A broad coalition that includes Republicans and Democrats and President Donald Trump have been calling for extending the airline aid, yet it hasn’t gotten a green light from critical players, most notably Republican Senate Majority Leader Mitch McConnell.
Democratic House Speaker Nancy Pelosi has said she’d only consider the aid as part of larger stimulus package—talks for which are at a standstill.
Pelosi and Oregon Representative Peter DeFazio, chairman of the House Transportation Committee, spoke to airline executives and labor leaders in separate phone calls last Friday.
Representative Hakeem Jeffries of New York, chairman of the the House Democratic Caucus, said Tuesday he does not expect the matter to be addressed in a bill separate from a broader stimulus relief measure.
“I know there are discussions taking place at a high level,” Jeffries said. “The Republicans are paying lip-service to the notion that we should step in to the situation but we really haven’t seen any movement in that regard.”

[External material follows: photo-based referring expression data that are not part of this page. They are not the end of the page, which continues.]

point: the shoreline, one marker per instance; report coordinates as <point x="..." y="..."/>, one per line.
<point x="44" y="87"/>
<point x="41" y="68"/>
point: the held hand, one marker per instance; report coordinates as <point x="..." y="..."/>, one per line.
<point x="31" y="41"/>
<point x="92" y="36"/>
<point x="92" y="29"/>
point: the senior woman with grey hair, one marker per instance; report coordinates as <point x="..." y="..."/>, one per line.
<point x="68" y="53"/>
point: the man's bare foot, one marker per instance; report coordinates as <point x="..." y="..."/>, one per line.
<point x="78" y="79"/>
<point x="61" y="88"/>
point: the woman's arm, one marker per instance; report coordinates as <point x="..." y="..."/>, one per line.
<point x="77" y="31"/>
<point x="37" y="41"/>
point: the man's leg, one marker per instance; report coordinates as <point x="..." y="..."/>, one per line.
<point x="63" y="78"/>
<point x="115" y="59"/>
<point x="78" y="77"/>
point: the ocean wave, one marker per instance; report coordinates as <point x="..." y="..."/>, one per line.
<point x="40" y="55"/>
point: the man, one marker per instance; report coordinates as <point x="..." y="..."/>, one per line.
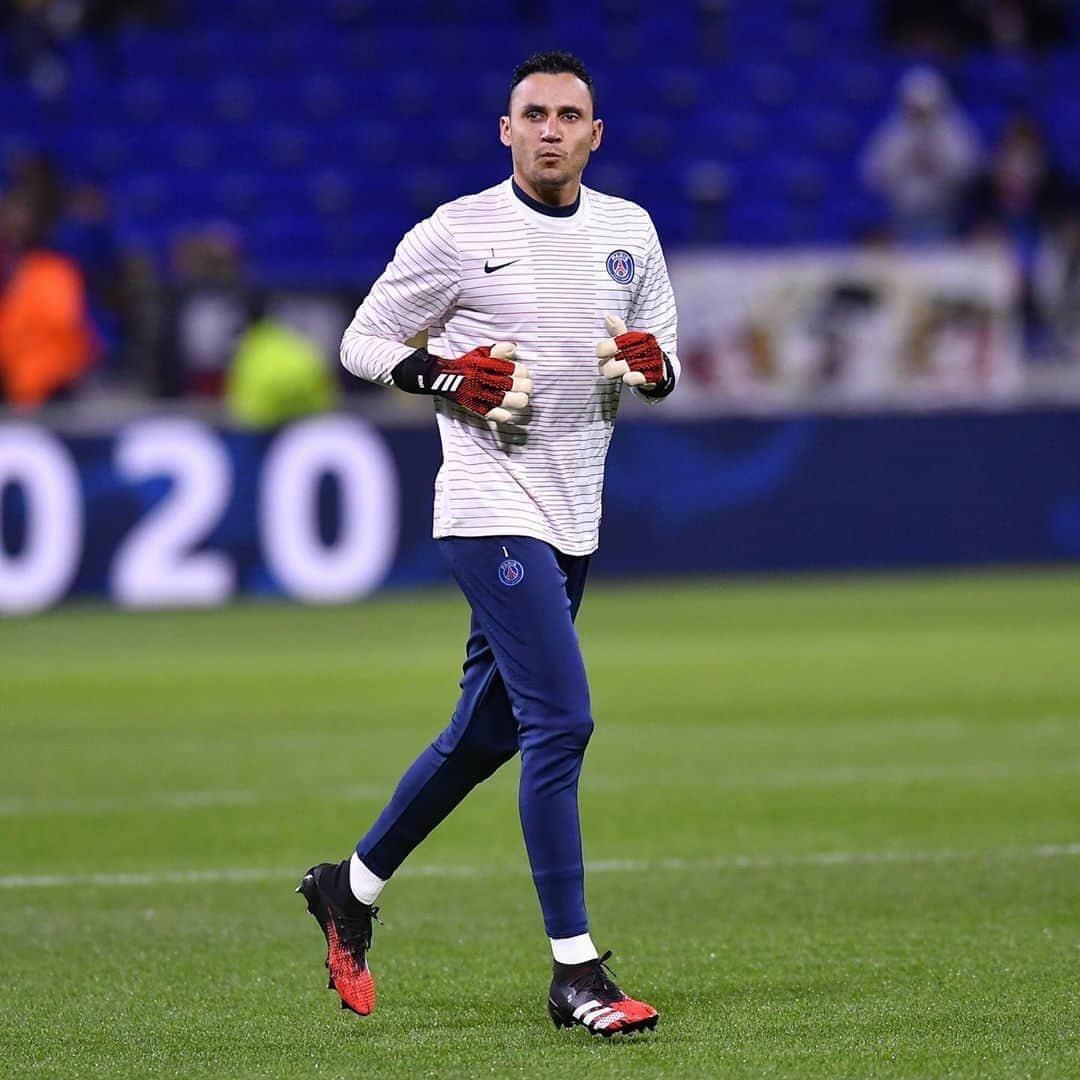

The lack of action despite bipartisan letters of support and bill introductions is prompting unusually blunt language from participants seeking help.
“Without a hard and public commitment from Leader McConnell to schedule a vote before October 1st, this is nothing more than election year political grandstanding,” Julie Hedrick, president of the Association of Professional Flight Attendants at American, said in a statement. “If we are going to save the airline industry, we have to do it now.”
Sara Nelson, president of the Association of Flight Attendants-CWA union, said in an interview: “We need leadership here to just simply do what every member across every party and the White House agrees needs to be done.”
Four people familiar with negotiations, including a Hill staffer and industry lobbyists, said they’re not optimistic there’s enough time or political will to pass an airline aid package before the Oct. 1 deadline. They asked not to be identified while discussing the sensitive talks.
There also has been some grumbling that airlines shouldn’t be singled out for relief while restaurants and other travel businesses suffer equally or worse, several said.
Still, they said it’s impossible to rule out some kind of swift action that could result in new airline aid.
‘All of a Sudden’
“The way things work in Congress, it looks like nothing is happening and then all of a sudden it’s done,” said Dorgan, who is now a senior fellow at the Bipartisan Policy Center and an adviser at the Arent Fox LLP law firm.
Republican senators Roger Wicker of Mississippi and Susan Collins of Maine introduced legislation on Monday that would provide $28 billion in aid for passenger and cargo airlines as well as their contractors. No vote is scheduled on the bill and a spokeswoman for the Commerce Committee, which Wicker chairs, declined to comment on its prospects.
American has said it will furlough 19,000 workers on that date. United Airlines Holdings Inc. will lay off as many as 16,000. Delta Air Lines Inc. and Southwest Airlines Co. have said they will avoid most forced cuts for now after tens of thousands of workers retired early or took leaves of varying length.
Joe DePete, president of the Air Line Pilots Association union that represents more than 60,000 flight crew members, said at the industry press conference that carriers can’t just “flip a switch” and rehire workers who have lost their jobs. Pilots, flight attendants and mechanics all must be certified by the government and receive training that makes hiring cumbersome, DePete said.
“October is too late,” he said. “November is way too late. Airline relief doesn’t work retroactively.”